Bro, in India, we don’t even have access to pharmacists who can review meds. My dad’s GP just keeps refilling his BP pills every month, even though his BP is 110/70. He’s dizzy all the time. Nobody asks. Nobody checks. This article should be translated and sent to every village clinic. We need this.

Gerald Cheruiyot

Medicine is not a checklist. It’s a conversation. And too often, we treat older people like they’re broken machines that need more parts. But they’re people. Their goal isn’t to survive until 95. It’s to enjoy the last years without feeling like a pharmacy exploded on them. Fewer pills. More walks. More laughter.
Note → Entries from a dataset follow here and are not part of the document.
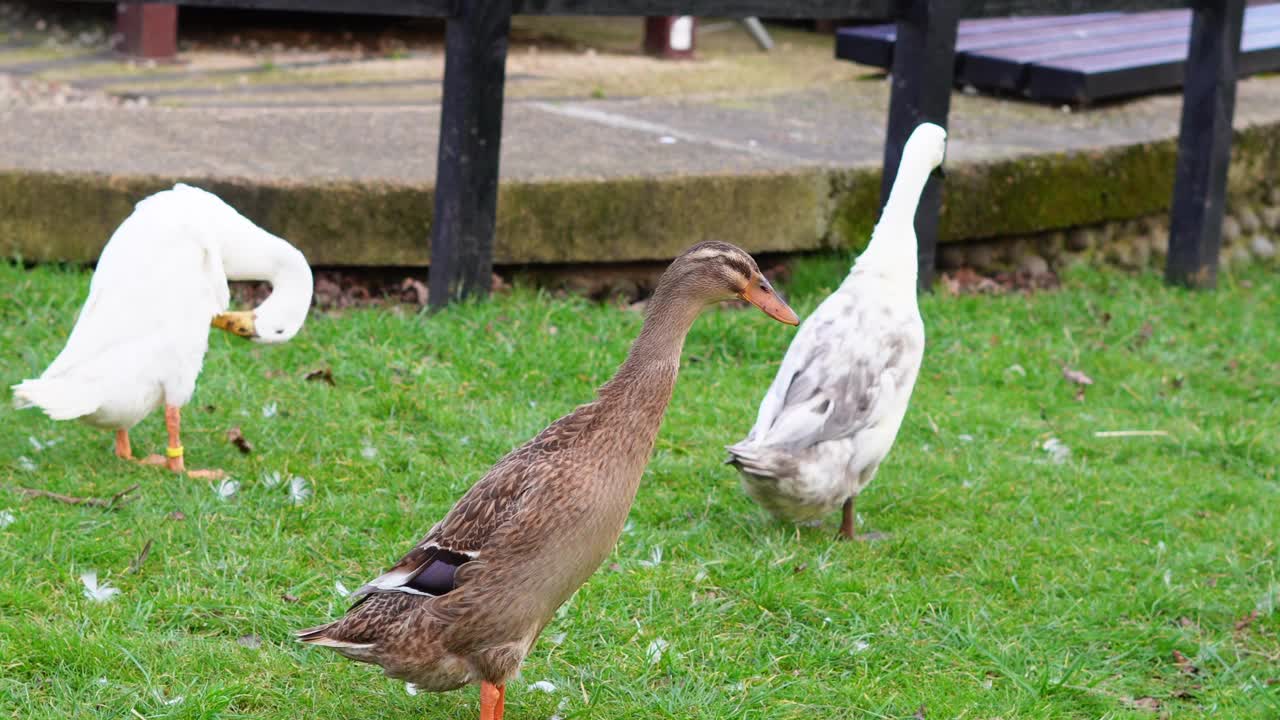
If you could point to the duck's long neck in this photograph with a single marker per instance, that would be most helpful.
(894, 246)
(641, 387)
(254, 254)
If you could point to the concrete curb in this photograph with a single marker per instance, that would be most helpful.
(53, 217)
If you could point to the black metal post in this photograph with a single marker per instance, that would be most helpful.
(466, 177)
(923, 72)
(1205, 142)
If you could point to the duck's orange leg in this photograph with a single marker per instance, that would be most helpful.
(493, 700)
(173, 454)
(848, 520)
(122, 445)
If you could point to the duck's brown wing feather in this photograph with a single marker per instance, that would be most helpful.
(488, 506)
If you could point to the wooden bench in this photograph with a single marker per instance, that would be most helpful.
(466, 185)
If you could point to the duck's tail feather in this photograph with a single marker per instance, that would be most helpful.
(59, 399)
(327, 636)
(330, 636)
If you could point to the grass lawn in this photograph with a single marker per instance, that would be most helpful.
(1138, 577)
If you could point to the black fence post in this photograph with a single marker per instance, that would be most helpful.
(466, 177)
(1205, 142)
(923, 71)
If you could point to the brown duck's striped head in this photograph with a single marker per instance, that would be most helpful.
(712, 272)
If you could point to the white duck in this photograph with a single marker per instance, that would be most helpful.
(832, 413)
(141, 338)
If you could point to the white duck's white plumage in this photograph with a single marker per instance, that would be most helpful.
(835, 408)
(141, 337)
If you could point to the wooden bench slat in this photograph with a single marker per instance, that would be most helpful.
(873, 45)
(1091, 78)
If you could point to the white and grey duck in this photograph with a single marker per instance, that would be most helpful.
(470, 598)
(835, 408)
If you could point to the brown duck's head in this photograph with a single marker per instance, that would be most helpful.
(713, 272)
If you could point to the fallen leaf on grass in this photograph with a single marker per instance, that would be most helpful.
(236, 437)
(414, 291)
(1185, 664)
(97, 592)
(321, 376)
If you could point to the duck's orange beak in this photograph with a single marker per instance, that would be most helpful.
(760, 294)
(237, 323)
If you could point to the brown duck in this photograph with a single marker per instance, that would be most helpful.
(469, 601)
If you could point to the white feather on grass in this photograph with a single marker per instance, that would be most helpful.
(543, 686)
(227, 488)
(97, 592)
(657, 647)
(298, 490)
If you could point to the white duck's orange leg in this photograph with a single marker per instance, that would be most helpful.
(492, 701)
(173, 454)
(122, 445)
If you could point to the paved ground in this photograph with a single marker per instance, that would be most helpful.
(583, 106)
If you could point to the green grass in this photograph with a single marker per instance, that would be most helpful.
(1009, 587)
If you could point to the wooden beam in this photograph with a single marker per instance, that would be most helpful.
(466, 178)
(147, 31)
(923, 67)
(1205, 142)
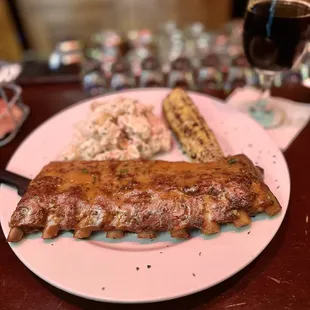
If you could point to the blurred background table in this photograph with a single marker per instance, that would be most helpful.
(278, 279)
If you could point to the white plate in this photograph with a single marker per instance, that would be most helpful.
(131, 270)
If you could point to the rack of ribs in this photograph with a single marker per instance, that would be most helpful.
(143, 197)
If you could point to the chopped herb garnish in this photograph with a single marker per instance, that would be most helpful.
(232, 161)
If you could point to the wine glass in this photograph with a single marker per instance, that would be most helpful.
(275, 34)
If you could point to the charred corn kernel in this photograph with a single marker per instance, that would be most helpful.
(192, 131)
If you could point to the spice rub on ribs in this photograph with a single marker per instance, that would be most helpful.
(142, 197)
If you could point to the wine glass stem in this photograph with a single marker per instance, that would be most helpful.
(266, 80)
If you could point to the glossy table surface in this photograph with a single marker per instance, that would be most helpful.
(278, 279)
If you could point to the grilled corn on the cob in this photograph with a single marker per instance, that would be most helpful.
(193, 133)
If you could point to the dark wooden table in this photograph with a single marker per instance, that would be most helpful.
(278, 279)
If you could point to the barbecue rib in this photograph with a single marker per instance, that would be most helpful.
(143, 197)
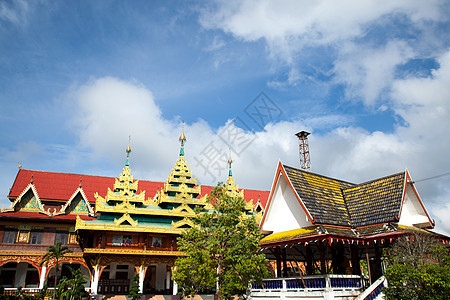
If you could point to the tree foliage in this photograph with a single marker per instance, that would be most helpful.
(221, 249)
(418, 268)
(134, 293)
(72, 288)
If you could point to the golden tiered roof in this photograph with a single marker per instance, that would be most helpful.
(123, 209)
(233, 191)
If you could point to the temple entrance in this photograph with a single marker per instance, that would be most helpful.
(116, 279)
(64, 272)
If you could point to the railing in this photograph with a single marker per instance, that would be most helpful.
(13, 291)
(312, 282)
(374, 290)
(327, 285)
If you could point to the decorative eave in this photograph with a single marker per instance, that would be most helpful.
(164, 198)
(125, 207)
(133, 252)
(185, 221)
(125, 218)
(83, 225)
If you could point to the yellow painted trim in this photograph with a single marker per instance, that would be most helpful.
(133, 252)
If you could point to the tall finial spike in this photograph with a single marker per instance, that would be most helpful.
(128, 150)
(229, 165)
(182, 140)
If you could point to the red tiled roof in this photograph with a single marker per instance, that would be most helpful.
(61, 186)
(36, 215)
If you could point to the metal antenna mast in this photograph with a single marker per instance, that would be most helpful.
(305, 160)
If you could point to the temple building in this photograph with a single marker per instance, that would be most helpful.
(115, 227)
(315, 224)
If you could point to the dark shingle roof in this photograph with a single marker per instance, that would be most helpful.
(321, 195)
(377, 201)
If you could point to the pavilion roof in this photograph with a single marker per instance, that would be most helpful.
(329, 232)
(340, 203)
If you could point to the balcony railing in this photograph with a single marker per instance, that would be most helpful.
(329, 286)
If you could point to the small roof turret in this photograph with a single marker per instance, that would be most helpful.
(182, 140)
(128, 150)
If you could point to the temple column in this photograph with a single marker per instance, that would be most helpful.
(94, 280)
(168, 279)
(278, 257)
(42, 278)
(356, 267)
(309, 260)
(175, 286)
(141, 278)
(283, 253)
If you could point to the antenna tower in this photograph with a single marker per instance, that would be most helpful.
(303, 146)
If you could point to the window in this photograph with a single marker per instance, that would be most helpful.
(35, 238)
(61, 237)
(122, 240)
(10, 237)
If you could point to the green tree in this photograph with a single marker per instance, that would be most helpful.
(221, 249)
(134, 289)
(55, 252)
(72, 288)
(418, 268)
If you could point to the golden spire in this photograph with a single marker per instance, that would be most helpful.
(182, 140)
(229, 166)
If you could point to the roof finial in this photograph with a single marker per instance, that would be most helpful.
(230, 174)
(128, 150)
(182, 139)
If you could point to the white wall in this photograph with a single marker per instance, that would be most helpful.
(285, 212)
(412, 212)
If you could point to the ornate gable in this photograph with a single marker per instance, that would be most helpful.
(28, 200)
(77, 204)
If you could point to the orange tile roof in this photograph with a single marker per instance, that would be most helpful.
(61, 186)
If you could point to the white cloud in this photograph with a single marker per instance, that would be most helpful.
(368, 72)
(288, 26)
(14, 12)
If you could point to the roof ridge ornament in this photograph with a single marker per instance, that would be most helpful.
(230, 161)
(128, 150)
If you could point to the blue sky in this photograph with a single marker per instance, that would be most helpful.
(369, 79)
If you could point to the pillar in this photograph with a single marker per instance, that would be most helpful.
(278, 257)
(377, 273)
(42, 278)
(168, 279)
(309, 260)
(94, 280)
(283, 254)
(356, 267)
(175, 286)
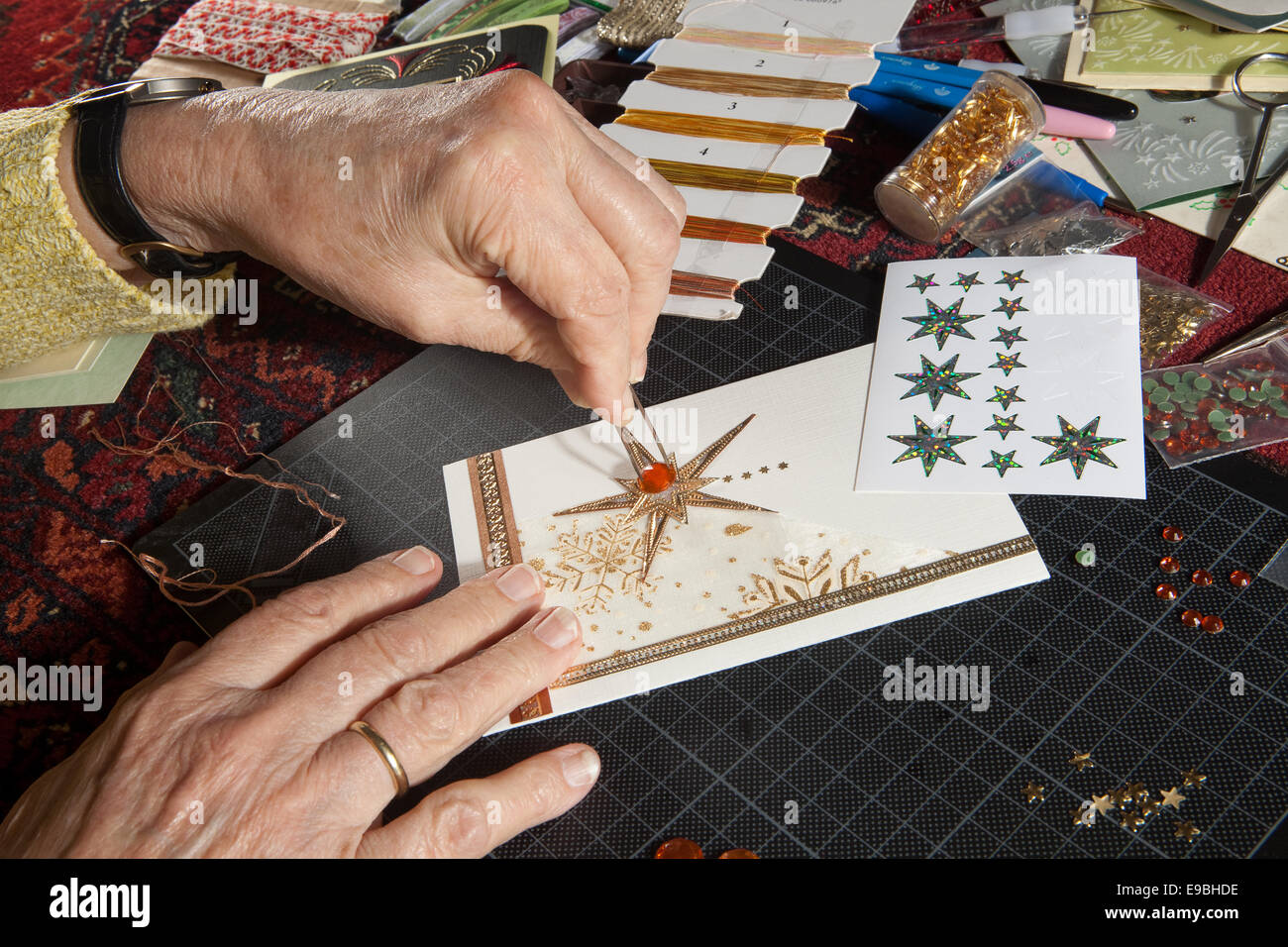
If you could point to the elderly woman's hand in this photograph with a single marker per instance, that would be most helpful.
(402, 205)
(241, 748)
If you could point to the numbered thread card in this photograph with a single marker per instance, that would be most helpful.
(1006, 375)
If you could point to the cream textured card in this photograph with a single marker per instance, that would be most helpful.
(1008, 373)
(729, 585)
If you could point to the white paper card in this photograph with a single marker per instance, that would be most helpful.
(1008, 375)
(793, 459)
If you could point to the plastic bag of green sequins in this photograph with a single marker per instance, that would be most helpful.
(1207, 410)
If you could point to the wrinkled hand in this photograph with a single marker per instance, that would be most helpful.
(400, 205)
(240, 748)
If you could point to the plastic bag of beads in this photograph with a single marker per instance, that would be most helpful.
(1171, 315)
(1207, 410)
(1042, 211)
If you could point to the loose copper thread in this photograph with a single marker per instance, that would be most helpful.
(167, 447)
(686, 174)
(728, 129)
(776, 43)
(742, 84)
(728, 231)
(697, 285)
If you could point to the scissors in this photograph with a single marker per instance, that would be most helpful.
(1249, 193)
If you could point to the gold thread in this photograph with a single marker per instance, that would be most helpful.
(687, 174)
(747, 85)
(713, 127)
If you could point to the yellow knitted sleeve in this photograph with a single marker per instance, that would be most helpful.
(54, 289)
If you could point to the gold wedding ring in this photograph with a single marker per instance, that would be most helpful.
(397, 774)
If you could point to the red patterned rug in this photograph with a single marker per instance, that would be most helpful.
(65, 598)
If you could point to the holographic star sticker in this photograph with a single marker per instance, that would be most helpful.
(1005, 395)
(1078, 445)
(941, 322)
(1008, 363)
(1008, 337)
(1004, 425)
(1010, 305)
(936, 380)
(930, 444)
(921, 282)
(1012, 279)
(674, 501)
(1001, 462)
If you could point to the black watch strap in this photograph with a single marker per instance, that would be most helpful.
(99, 121)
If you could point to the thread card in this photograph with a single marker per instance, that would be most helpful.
(1006, 375)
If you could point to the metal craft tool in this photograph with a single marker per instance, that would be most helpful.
(1249, 192)
(629, 440)
(1271, 329)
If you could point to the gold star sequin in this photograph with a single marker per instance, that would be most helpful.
(673, 502)
(1131, 821)
(1173, 797)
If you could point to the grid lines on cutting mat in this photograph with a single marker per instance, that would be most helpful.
(1090, 660)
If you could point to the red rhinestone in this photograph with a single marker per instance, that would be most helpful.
(679, 848)
(656, 476)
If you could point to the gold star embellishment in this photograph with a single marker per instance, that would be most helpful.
(1173, 797)
(674, 501)
(1132, 822)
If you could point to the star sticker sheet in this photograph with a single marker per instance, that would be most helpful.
(773, 552)
(1006, 375)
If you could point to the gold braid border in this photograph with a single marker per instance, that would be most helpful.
(498, 528)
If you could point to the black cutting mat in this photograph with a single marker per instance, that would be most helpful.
(800, 755)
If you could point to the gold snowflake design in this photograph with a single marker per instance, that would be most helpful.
(799, 579)
(603, 564)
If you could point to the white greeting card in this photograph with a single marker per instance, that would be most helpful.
(1006, 375)
(777, 551)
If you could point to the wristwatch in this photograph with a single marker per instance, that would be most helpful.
(99, 120)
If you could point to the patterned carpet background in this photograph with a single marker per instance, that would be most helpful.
(67, 598)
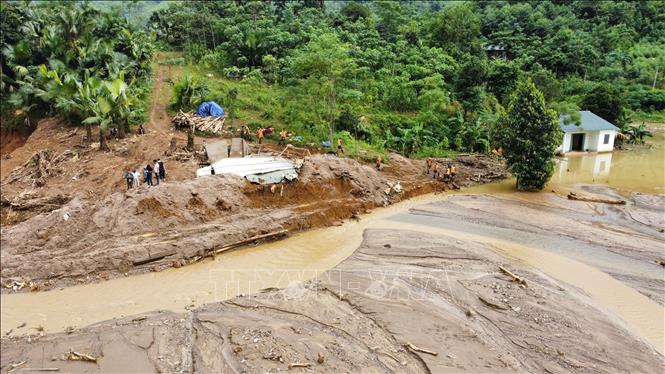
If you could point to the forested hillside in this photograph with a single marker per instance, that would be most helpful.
(424, 78)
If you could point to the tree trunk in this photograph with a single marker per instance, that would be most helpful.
(122, 131)
(88, 132)
(190, 140)
(102, 141)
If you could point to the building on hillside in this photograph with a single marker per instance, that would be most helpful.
(593, 134)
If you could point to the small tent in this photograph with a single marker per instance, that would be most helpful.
(210, 108)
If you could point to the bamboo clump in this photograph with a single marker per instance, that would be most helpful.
(211, 124)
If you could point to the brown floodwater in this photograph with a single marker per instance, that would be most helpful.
(303, 256)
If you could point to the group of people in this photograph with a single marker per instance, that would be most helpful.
(261, 133)
(156, 170)
(447, 174)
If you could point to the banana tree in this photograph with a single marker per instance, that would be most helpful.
(638, 133)
(109, 106)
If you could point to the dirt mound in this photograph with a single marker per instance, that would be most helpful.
(185, 220)
(463, 315)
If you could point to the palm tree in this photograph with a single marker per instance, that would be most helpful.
(636, 134)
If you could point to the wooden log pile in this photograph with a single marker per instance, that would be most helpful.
(211, 124)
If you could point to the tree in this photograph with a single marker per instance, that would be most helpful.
(355, 11)
(456, 29)
(529, 134)
(607, 102)
(322, 63)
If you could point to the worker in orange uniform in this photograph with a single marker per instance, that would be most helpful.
(339, 146)
(282, 137)
(446, 174)
(259, 134)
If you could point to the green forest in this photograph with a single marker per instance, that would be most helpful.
(424, 78)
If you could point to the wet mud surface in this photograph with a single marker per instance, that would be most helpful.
(426, 280)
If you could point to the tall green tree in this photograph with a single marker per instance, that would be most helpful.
(321, 64)
(607, 102)
(529, 134)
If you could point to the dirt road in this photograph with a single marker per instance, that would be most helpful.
(429, 298)
(187, 219)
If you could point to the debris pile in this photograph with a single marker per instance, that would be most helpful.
(211, 124)
(42, 164)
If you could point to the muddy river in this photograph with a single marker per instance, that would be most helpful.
(303, 256)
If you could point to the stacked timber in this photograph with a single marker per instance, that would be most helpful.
(211, 124)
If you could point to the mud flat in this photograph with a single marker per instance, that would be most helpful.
(424, 292)
(92, 239)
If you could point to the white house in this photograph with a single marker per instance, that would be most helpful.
(593, 134)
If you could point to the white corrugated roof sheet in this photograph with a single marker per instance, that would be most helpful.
(247, 165)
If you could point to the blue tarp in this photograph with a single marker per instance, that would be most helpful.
(210, 108)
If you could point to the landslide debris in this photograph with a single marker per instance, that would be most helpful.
(93, 235)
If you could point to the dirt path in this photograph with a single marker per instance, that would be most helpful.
(187, 219)
(463, 314)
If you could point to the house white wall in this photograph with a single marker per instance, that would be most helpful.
(593, 141)
(601, 146)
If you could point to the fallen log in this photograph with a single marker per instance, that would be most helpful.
(76, 356)
(423, 350)
(593, 199)
(491, 304)
(299, 365)
(239, 244)
(155, 257)
(211, 124)
(515, 277)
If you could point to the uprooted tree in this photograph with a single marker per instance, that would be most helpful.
(529, 134)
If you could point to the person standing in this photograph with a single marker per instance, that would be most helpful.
(156, 170)
(259, 134)
(148, 174)
(162, 171)
(135, 174)
(339, 147)
(282, 137)
(129, 178)
(446, 174)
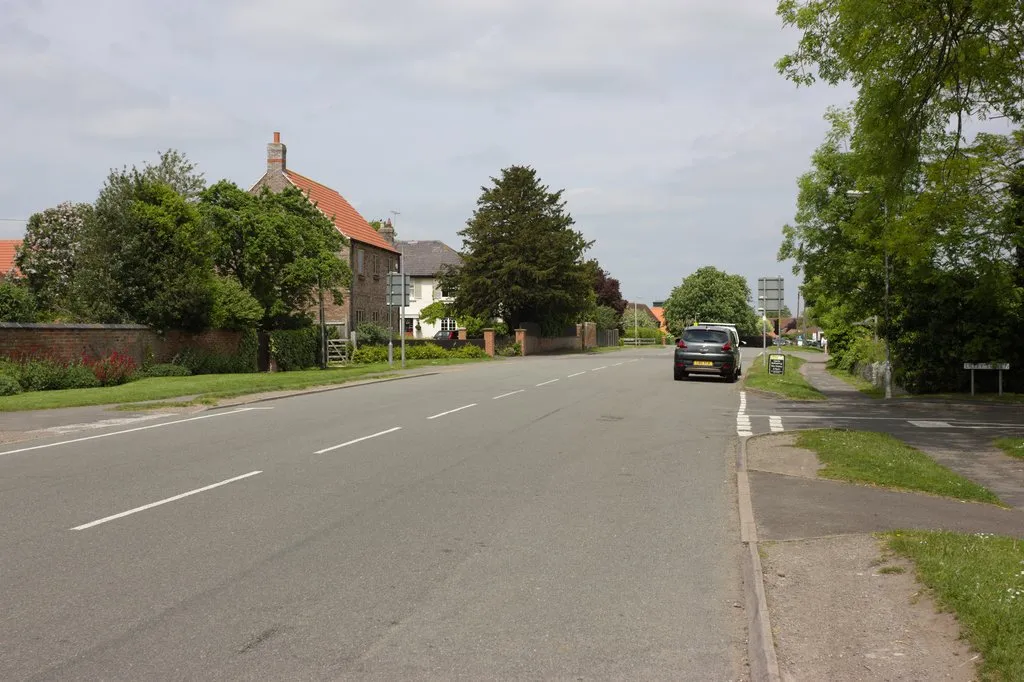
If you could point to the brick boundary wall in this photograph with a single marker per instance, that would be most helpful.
(71, 342)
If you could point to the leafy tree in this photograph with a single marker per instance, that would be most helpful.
(605, 317)
(49, 253)
(146, 257)
(606, 289)
(279, 247)
(711, 294)
(916, 66)
(16, 302)
(522, 261)
(233, 307)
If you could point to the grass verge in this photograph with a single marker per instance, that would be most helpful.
(861, 385)
(880, 459)
(792, 384)
(205, 389)
(980, 578)
(1012, 446)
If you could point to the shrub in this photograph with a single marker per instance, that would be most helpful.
(114, 370)
(510, 350)
(9, 385)
(372, 334)
(46, 375)
(16, 302)
(295, 348)
(371, 354)
(426, 351)
(165, 370)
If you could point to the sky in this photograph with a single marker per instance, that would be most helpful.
(677, 142)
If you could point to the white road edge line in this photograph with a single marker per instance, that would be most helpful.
(355, 440)
(137, 428)
(465, 407)
(163, 502)
(499, 397)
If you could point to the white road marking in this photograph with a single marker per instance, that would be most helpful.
(499, 397)
(137, 428)
(465, 407)
(355, 440)
(926, 424)
(163, 502)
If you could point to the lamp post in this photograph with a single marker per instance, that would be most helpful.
(885, 251)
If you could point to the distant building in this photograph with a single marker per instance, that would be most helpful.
(370, 253)
(424, 262)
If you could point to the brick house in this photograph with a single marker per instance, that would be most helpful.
(370, 254)
(424, 261)
(8, 249)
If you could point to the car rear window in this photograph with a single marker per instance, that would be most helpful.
(706, 336)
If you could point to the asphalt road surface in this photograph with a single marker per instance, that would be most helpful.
(568, 516)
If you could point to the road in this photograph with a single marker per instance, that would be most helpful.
(568, 516)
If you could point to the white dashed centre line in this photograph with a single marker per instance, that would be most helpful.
(163, 502)
(499, 397)
(355, 440)
(450, 412)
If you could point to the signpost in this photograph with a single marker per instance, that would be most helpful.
(999, 367)
(771, 297)
(397, 298)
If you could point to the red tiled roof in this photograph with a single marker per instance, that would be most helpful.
(7, 248)
(346, 219)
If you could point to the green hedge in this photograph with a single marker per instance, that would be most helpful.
(374, 354)
(295, 348)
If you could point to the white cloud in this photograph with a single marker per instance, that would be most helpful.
(665, 120)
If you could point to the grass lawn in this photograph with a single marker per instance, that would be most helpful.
(206, 388)
(861, 385)
(880, 459)
(1012, 446)
(980, 578)
(792, 384)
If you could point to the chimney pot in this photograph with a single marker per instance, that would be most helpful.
(276, 156)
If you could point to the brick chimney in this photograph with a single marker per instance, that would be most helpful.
(387, 231)
(276, 156)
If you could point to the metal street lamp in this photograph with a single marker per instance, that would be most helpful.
(885, 250)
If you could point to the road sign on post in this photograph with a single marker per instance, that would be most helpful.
(394, 290)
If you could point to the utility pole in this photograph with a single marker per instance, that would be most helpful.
(401, 278)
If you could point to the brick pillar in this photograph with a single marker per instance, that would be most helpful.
(520, 338)
(488, 342)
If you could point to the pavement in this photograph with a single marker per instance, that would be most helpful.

That’s the real treatment.

Michael Fessler

just wanted to say i work in a nursing home and this is 100% true. we had a lady on 14 meds including 3 sleep aids and a benzo. we tapered one by one over 8 weeks. she started recognizing her grandkids again. she remembered her wedding day. the staff cried. dont be scared to ask your doc to review. its not disrespect - its love.

Katie Magnus

So now we’re supposed to just stop meds because someone’s old? What’s next? Stop giving insulin to diabetics? Stop antibiotics for pneumonia? This is the slippery slope of ‘quality of life’ nonsense. If you want to die early, fine. But don’t tell me it’s ‘healthcare.’